French ecclesiastical historian (1637–1698)

Louis-Sébastien Le Nain de Tillemont (30 November 1637 – 10 January 1698) was a French ecclesiastical historian.

==Life==
He was born in Paris into a wealthy Jansenist family and was educated at the Petites écoles of Port-Royal, where his historical interests were formed and encouraged. At the age of twenty, he began his two monumental works, the Mémoires pour servir à l'histoire ecclésiastique des six premiers siècles and the Histoire des empereurs et autres princes qui ont régné pendant les six premiers siècles de l'Église. The first is a history of the first six centuries of the Christian Church. The second is a history of the Roman emperors during the same period.

Tillemont became a priest at the age of 39 and settled at Port-Royal. When Port-Royal was dissolved in 1679, he moved to his family estate at Tillemont, where he spent the rest of his life, pursuing his historical work with great devotion. His Histoire began to issue from the press in 1690 and his Mémoires in 1693. The publication of both works was not complete at the time of his death. The final volumes were completed and published posthumously by his secretary Michel Tronchay. Tronchay also published a biography of Tillemont in 1706 titled Idee de la vie et de l'esprit de M. L. de Tillemont.

Tillemont is cited frequently by Edward Gibbon in his Decline and Fall of the Roman Empire.

Tillemont's works were among the first to provide critical surveys of the full range of source material. His prose style is considered dry, but he had a reputation for accuracy, detail and conscientiousness.
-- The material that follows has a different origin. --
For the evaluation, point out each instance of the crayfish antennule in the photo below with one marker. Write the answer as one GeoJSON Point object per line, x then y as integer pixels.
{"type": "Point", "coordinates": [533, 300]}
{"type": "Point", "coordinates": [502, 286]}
His work was attacked on a large scale by Honoratus a Sancta Maria in his three-volume Réflexions sur les règles et l'usage de la critique (1712–1720).

==Selected works==
- Histoire des empereurs et des autres princes qui ont régné durant les six premiers siècles de l'Église (6 vol.), 1690–1697, 1701, 1738.
- Mémoires pour servir à l'histoire ecclésiastique des six premiers siècles, justifiés par les citations des auteurs originaux avec une chronologie où l'on fait un abrégé de l'histoire ecclésiastique et avec des notes pour éclaircir les difficultés des faits et de la chronologie (16 vol.), 1693–1712.
- Vie de saint Louis roi de France (6 vol.), editor Jules Renouard, Paris, 1847–1851.
- Calendrier des fêtes des saints illustres, 1919.